Teaching

I am teaching an Introduction to Marketing course to our Executive MBAs in the Fall (i.e., Fall 2024) and an honors Marketing Research course to our undergraduates in the Spring (i.e., Spring 2025). 

Introduction to Marketing (2 sections) | MBAE 60500

Semester: Fall

Offered: 2024

The course is designed to introduce you to the fundamental aspects of marketing: How organizations discover and translate target audiences’ needs and wants into strategies for providing compelling value propositions that maximize organizational objectives. 

After completing this course, you should be able to:

1. Explain and define the discipline of marketing and its key concepts.

2. Explain and use conceptual frameworks for understanding marketing phenomena.

3. Analyze how trends and environmental factors influence marketing strategy.

4. Bring a consumer perspective to business situations.


The course will require you to analyze and synthesize a great deal of information. It will expose you to many different concepts, ideas, and terminologies. The class sessions will include lectures, case studies, and class exercises (including managing a company as part of a simulation game). The lectures will emphasize key concepts and provide guidance in applying these concepts to practical situations.

Marketing Research (2 sections) | MARK 30120 & MDMK 30120

Semester: Spring

Offered: 2025

Market information is critical for firms. Without it, organizations operate blindly and the likelihood of misinformed and erroneous decisions is greatly increased. Accordingly, the goal of the course is to inform you how to engage in market research. The role of "uncertainty" will be highlighted throughout the course and how marketing research can decrease or increase the amount of uncertainty facing the decision maker. 

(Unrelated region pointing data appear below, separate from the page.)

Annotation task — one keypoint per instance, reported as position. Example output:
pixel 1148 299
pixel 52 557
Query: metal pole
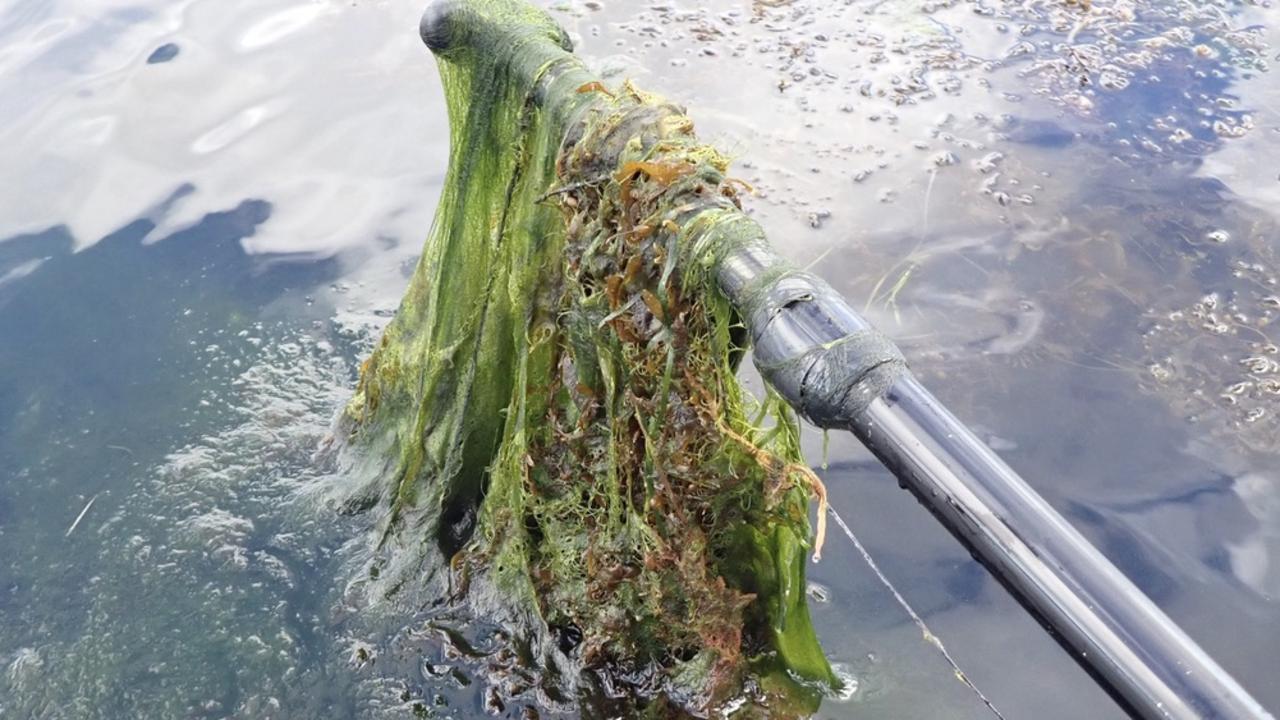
pixel 840 373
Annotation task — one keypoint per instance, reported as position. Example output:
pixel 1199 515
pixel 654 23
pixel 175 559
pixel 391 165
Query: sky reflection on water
pixel 1065 215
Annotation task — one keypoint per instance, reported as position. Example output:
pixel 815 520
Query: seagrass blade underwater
pixel 552 427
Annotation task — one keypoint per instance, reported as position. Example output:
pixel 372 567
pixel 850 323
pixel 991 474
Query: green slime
pixel 553 415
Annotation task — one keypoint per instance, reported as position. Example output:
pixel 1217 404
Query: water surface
pixel 1064 213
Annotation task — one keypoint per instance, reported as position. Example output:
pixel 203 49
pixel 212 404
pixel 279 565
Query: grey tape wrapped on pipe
pixel 823 358
pixel 830 381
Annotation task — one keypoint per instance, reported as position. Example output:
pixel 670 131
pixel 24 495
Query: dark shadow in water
pixel 101 343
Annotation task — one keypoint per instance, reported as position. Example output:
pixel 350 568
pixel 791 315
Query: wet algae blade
pixel 553 422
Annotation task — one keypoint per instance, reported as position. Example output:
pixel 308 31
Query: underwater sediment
pixel 552 423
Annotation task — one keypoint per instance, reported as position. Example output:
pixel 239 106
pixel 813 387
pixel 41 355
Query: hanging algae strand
pixel 553 423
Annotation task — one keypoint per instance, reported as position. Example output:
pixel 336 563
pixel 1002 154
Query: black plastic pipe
pixel 837 370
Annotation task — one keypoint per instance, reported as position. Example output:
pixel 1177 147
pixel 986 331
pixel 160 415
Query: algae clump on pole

I've focused the course around a set of core marketing research topics important in getting you ready to interpret, challenge, and use marketing research in managerial decision-making. The course will expose you to many different marketing research-related concepts, ideas, and terminology. For many topics, we will have a (more or less) technical lecture to introduce the topic and then use an example(s) or case study (often involving data) to reinforce the topic. We'll follow this up with application assignments in which you will do exercises and/or analyze data sets using methods of analysis that can be applied to increase understanding and make business decisions.

Topics covered include, but are not limited to, survey design, t-tests, ANOVA, OLS regression, cluster analysis, perceptual mapping, conjoint analysis, logistic regression, A/B testing, topic models, and exploratory and observational research method.

We will use RStudio for many of the assignments and exercises.